Il Pinot Nero raggiunge la sua massima espressione in Francia, in Borgogna. I numerosi tentativi di confrontarsi, con successo, con questo vitigno, in varie parti del mondo, si sono rivelati quasi sempre non all’altezza della fama e della magia dei vini d’Oltralpe. In Italia alcune zone sembrerebbero particolarmente vocate.
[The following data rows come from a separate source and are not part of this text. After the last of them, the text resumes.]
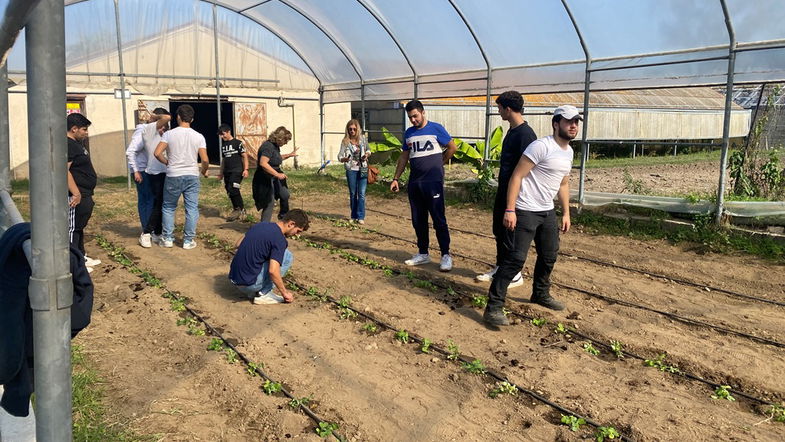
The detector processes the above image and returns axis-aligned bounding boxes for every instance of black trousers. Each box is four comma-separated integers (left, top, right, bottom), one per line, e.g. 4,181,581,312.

487,210,559,310
144,173,166,235
224,170,245,210
68,194,95,255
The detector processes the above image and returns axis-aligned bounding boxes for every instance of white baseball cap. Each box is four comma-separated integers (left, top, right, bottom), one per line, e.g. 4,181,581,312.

553,104,583,121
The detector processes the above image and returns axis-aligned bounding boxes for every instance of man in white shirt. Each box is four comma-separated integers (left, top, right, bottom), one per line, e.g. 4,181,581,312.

155,104,210,250
483,105,583,326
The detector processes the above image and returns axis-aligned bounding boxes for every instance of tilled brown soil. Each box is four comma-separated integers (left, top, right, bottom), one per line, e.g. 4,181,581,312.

79,182,785,441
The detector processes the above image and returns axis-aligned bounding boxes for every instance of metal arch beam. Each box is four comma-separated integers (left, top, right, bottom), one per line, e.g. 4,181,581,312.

561,0,592,206
357,0,418,99
447,0,491,166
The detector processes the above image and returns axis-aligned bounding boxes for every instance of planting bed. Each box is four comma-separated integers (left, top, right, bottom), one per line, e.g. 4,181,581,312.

78,178,785,441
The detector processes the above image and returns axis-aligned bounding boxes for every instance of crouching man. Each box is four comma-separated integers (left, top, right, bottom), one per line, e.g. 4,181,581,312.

229,209,309,304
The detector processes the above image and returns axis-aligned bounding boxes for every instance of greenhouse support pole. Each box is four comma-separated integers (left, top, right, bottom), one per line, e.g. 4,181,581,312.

25,0,73,442
715,0,736,225
114,0,131,191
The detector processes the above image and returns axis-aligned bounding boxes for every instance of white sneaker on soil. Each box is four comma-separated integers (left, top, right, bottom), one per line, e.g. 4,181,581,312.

85,255,101,267
139,233,153,249
439,254,452,272
403,253,431,266
474,266,500,282
253,290,283,305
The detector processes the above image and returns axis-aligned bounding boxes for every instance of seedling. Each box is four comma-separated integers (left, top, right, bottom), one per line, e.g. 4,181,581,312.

711,385,736,402
561,414,586,431
447,339,461,361
262,379,281,395
207,338,224,351
461,359,485,374
594,427,621,442
488,381,518,399
472,295,488,308
611,341,624,359
316,421,338,437
583,342,600,356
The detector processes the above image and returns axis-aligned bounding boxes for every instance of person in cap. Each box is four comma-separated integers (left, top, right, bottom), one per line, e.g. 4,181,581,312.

483,105,583,326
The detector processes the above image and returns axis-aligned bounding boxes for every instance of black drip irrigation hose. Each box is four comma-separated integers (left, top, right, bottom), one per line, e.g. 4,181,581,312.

298,237,775,406
94,238,346,441
287,278,633,442
365,208,785,307
317,215,785,348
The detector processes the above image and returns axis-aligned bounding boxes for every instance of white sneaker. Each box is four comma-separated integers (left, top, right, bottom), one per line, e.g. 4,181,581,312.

403,253,431,266
474,266,500,282
507,272,523,289
439,254,452,272
253,290,283,305
85,255,101,267
139,233,153,249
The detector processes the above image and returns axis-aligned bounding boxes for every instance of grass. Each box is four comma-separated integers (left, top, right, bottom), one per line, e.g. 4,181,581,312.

71,345,158,442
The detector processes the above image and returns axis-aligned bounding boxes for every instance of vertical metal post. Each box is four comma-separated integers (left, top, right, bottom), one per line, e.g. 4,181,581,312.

114,0,131,191
715,0,736,225
25,0,73,442
0,63,11,193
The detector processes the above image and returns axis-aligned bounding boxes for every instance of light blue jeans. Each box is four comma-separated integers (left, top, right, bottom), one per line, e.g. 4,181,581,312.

236,249,294,296
161,175,200,241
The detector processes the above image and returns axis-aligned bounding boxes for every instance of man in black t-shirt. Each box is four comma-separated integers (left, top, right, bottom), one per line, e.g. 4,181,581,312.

66,113,101,271
476,91,537,287
218,124,248,221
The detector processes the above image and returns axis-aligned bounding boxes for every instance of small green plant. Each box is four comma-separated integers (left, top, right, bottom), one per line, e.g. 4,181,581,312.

711,385,736,402
583,342,600,356
207,338,224,351
594,427,621,442
461,359,485,374
561,414,586,431
611,341,624,359
316,421,338,437
488,381,518,399
262,379,281,395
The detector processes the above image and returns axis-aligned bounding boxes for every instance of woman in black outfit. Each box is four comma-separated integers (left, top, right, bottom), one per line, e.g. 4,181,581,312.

252,126,297,221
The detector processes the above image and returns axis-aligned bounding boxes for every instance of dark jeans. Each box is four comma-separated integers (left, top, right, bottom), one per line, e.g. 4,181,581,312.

409,181,450,255
144,173,166,235
487,210,559,310
224,170,245,210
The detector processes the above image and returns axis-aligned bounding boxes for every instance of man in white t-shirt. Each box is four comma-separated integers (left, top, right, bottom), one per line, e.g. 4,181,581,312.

483,105,583,326
155,104,210,250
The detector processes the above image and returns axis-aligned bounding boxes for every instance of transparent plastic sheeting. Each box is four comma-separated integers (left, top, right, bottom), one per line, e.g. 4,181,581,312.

570,190,785,218
6,0,785,99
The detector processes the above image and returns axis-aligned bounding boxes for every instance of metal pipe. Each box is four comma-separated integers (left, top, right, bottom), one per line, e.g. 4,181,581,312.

114,0,131,191
25,0,73,442
561,0,592,205
715,0,736,225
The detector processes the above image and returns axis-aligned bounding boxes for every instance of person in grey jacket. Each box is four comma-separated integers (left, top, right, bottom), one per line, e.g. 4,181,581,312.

338,119,370,224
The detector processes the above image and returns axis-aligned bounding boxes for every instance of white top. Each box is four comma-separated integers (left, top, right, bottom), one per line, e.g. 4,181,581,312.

125,124,147,172
160,127,207,177
515,136,573,212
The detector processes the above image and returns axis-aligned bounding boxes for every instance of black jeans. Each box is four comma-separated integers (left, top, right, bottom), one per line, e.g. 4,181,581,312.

487,209,559,310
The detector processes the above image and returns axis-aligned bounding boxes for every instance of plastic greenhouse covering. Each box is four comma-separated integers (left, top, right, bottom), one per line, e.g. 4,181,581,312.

0,0,785,103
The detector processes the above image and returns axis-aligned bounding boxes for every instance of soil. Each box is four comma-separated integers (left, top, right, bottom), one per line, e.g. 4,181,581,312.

77,171,785,441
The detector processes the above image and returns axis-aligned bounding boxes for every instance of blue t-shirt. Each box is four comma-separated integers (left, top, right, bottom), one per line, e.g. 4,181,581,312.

229,222,289,285
402,121,452,182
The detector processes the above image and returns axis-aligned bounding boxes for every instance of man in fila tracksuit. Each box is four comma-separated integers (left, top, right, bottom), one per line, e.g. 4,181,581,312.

390,100,457,272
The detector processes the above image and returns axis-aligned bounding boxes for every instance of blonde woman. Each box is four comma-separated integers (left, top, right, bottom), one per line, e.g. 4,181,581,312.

338,119,369,224
252,126,297,222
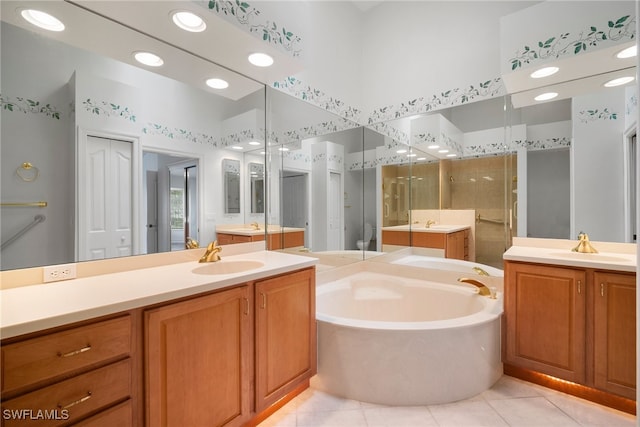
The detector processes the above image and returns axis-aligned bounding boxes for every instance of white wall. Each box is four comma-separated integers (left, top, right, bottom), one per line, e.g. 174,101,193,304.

571,88,625,242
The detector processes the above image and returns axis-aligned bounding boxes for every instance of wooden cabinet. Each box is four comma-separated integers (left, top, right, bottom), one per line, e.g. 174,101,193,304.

0,267,316,427
144,268,316,427
505,263,586,382
255,270,316,412
267,231,304,251
2,315,137,426
382,229,469,260
593,271,636,399
145,286,253,426
216,233,264,246
504,261,636,403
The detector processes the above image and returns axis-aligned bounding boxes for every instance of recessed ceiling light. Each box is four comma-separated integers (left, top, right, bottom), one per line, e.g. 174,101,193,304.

616,45,638,59
20,9,64,31
171,10,207,33
249,53,273,67
530,67,560,79
207,79,229,89
604,76,635,87
133,52,164,67
533,92,558,101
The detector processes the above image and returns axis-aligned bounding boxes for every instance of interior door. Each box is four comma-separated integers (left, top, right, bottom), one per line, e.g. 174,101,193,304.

79,135,133,260
146,170,158,254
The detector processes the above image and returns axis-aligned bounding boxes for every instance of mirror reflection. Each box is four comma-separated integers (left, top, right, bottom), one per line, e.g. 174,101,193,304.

0,7,265,270
248,163,264,213
222,159,240,214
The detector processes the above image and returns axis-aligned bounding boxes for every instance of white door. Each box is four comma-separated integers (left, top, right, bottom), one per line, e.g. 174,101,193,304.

146,170,158,254
79,136,133,260
327,172,343,251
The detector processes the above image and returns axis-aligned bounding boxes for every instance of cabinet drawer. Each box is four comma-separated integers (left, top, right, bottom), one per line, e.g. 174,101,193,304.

2,316,131,392
2,359,131,427
74,399,133,427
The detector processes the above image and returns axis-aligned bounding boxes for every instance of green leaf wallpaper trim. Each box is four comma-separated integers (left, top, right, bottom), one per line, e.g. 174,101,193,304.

82,98,136,123
509,15,636,71
578,107,618,123
200,0,302,57
0,94,60,120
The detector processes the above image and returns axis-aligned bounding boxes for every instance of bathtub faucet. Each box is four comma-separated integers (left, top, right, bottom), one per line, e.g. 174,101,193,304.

458,277,496,299
198,240,222,262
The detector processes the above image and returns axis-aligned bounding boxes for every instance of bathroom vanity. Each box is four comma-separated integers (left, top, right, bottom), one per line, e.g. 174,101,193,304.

503,239,636,413
382,224,471,261
216,226,304,250
1,251,316,426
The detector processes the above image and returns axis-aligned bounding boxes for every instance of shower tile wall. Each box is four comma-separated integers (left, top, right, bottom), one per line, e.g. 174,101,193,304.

441,155,516,268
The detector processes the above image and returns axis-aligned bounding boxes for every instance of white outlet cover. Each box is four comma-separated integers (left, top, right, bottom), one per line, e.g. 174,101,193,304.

42,264,76,283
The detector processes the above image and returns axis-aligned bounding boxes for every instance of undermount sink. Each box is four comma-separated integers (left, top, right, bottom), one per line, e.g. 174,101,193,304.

193,259,264,274
549,252,631,262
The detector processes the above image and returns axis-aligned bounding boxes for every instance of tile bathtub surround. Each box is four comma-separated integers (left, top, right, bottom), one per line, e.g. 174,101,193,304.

260,376,636,427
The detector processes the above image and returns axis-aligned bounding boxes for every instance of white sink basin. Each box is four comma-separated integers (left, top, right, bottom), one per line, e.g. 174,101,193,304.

192,259,264,274
549,252,631,262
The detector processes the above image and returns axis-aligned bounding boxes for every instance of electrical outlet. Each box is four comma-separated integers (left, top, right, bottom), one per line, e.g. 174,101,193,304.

42,264,76,283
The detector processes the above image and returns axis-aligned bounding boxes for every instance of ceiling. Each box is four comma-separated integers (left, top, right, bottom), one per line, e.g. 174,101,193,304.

0,0,302,100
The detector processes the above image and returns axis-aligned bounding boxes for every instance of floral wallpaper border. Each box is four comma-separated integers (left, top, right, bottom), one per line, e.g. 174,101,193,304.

0,94,60,120
197,0,302,57
508,15,636,71
578,107,618,123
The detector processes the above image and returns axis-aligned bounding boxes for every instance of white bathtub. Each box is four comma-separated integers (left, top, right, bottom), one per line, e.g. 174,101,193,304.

314,271,502,405
390,255,504,277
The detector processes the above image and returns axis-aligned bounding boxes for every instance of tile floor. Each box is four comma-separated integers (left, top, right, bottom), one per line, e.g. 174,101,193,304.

260,376,636,427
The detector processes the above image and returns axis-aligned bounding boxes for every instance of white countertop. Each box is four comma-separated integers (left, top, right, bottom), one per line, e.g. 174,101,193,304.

382,224,469,234
216,225,304,236
503,241,637,272
0,251,317,338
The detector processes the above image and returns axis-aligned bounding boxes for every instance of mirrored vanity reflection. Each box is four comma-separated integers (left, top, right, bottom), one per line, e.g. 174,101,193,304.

0,2,266,270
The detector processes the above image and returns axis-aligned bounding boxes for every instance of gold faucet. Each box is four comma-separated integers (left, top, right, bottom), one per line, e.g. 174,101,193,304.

198,240,222,262
184,237,200,249
571,231,598,254
472,267,490,276
458,277,496,299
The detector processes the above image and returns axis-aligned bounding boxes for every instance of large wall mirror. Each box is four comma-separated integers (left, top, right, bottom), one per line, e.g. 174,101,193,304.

0,2,265,270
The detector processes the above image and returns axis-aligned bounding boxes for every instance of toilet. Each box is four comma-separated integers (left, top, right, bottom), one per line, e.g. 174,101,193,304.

356,222,373,251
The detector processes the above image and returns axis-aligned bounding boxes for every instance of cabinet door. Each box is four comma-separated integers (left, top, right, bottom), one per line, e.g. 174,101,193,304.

145,286,253,427
594,272,636,399
445,231,465,260
505,262,586,382
255,269,316,412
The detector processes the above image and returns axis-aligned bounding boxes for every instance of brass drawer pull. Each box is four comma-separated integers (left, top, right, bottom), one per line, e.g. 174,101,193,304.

58,344,91,357
58,391,91,409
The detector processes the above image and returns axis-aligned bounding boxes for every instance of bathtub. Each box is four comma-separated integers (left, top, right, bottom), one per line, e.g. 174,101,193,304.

390,255,504,277
313,271,502,405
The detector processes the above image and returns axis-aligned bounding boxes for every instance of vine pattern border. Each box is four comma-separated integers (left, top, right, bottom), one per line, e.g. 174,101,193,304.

0,94,60,120
509,15,636,71
201,0,302,57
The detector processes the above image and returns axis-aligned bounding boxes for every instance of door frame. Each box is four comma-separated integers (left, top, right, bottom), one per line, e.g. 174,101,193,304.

73,126,142,261
622,121,640,243
139,146,205,251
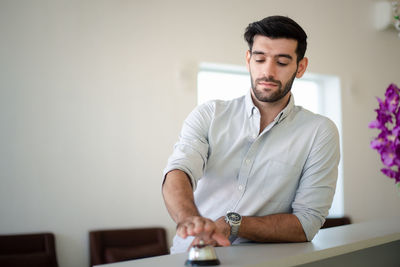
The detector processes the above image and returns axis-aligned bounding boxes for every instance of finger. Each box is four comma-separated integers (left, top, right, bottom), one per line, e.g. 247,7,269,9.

192,217,206,235
176,223,188,239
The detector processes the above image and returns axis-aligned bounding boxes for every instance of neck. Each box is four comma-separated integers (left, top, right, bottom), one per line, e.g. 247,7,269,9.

251,92,291,133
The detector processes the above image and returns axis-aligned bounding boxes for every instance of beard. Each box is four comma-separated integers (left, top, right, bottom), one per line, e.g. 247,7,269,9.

250,69,297,103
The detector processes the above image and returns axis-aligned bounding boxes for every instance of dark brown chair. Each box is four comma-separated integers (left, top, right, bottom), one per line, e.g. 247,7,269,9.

89,228,168,266
0,233,58,267
321,217,351,229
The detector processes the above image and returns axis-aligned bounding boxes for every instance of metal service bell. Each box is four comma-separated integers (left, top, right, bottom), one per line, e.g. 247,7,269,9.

185,240,220,266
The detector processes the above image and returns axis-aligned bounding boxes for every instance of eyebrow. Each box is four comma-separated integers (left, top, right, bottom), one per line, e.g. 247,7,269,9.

251,50,293,60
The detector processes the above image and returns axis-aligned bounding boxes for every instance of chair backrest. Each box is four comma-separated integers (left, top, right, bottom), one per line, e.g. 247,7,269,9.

0,233,58,267
89,228,168,266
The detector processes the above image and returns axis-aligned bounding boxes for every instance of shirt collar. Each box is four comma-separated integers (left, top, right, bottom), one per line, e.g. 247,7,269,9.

245,90,294,123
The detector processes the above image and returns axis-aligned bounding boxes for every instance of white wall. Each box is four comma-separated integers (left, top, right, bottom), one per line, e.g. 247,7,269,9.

0,0,400,267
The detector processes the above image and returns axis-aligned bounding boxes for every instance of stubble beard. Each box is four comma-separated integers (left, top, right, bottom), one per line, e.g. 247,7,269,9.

250,69,297,103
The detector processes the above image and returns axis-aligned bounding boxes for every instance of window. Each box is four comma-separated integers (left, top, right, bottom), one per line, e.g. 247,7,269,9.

197,63,344,217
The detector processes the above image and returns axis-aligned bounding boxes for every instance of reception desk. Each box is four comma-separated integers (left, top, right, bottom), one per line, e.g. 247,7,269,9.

96,217,400,267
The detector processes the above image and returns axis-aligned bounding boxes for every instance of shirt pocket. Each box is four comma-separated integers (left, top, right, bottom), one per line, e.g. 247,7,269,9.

262,160,301,203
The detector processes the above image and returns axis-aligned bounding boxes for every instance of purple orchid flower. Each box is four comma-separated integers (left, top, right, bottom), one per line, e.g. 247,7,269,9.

368,84,400,183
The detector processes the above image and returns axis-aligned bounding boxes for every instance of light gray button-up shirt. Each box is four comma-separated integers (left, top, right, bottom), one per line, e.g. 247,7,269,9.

164,92,340,253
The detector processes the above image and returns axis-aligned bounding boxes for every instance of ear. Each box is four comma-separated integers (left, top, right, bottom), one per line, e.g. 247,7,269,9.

296,57,308,78
246,50,251,71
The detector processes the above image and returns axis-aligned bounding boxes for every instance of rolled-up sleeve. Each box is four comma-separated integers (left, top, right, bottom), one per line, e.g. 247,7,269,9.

163,102,215,190
292,119,340,241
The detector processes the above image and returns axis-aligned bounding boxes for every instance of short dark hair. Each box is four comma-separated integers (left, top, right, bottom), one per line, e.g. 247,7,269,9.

244,16,307,62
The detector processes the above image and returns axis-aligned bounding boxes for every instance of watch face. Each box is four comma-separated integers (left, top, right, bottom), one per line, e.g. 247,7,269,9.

226,212,242,222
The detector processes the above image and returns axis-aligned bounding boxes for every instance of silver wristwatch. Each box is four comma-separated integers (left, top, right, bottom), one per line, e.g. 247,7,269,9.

225,211,242,243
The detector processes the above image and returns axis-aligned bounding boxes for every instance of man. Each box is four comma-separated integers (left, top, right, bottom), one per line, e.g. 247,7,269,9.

163,16,339,253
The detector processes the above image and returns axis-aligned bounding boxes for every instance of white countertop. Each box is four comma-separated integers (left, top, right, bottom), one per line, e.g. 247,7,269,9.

97,217,400,267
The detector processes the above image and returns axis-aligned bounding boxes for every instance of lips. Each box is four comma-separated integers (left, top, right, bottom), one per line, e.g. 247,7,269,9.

258,82,279,87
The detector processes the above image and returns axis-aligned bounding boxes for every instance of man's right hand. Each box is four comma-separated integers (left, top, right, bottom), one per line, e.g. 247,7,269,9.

In special modo in Trentino e in Alto Adige con qualche interessante incursione in Friuli e ancor più raramente nel panorama franciacortino (quando si usano i cloni giusti e non quelli destinati alla spumantizzazione come accade spesso nell’Oltrepò Pavese). L’azienda agricola Dalzocchio ha sede a Rovereto in provincia di Trento. Nata nel 1979, è costituita da due ettari di bosco e due di vigneto, in zona collinare, coltivati esclusivamente a Pinot Nero. Grazie alla brezza, che costantemente spira dal Lago di Garda, gode di un microclima particolarmente adatto a questa varietà. I vigneti hanno da 5 a 25 anni. Sono condotti secondo metodi naturali e certificati biologici già dal 2001. Le rese sono volutamente basse per garantire l’equilibrio della vite ed un’elevata qualità delle uve. La fermentazione avviene senza aggiunta di lieviti. Il vino viene invecchiato in fusti di rovere da 228 litri per 18 mesi. Il contenuto di solforosa e’ irrilevante. Il vino si presenta nel bicchiere di un bel color rosso rubino, esprimendosi al naso con intensità e persistenza. Dopo le note iniziali di leggera tostatura, unico segnale dell’avvenuto passaggio in legno piccolo, si apre su profumi fragranti di piccoli frutti di bosco arricchiti da note dolci speziate ed una nitida mineralità. Col trascorrere dei minuti rivela ulteriori sfumature e fascinose peculiarità.  Al palato ritroviamo queste sensazioni tradotte in una lunga scia sapida con tannini morbidi ed una piacevole freschezza. Una piccola produzione da provare.

Riscopriamo, ascoltando oppure semplicemente rileggendo il testo (riadattamento dalla Bibbia del libro dell’Ecclesiaste) della bellissima Turn! Turn! Turn!’ dei Byrds, 1965: ‘A time for piece, I swear it’s not too late’.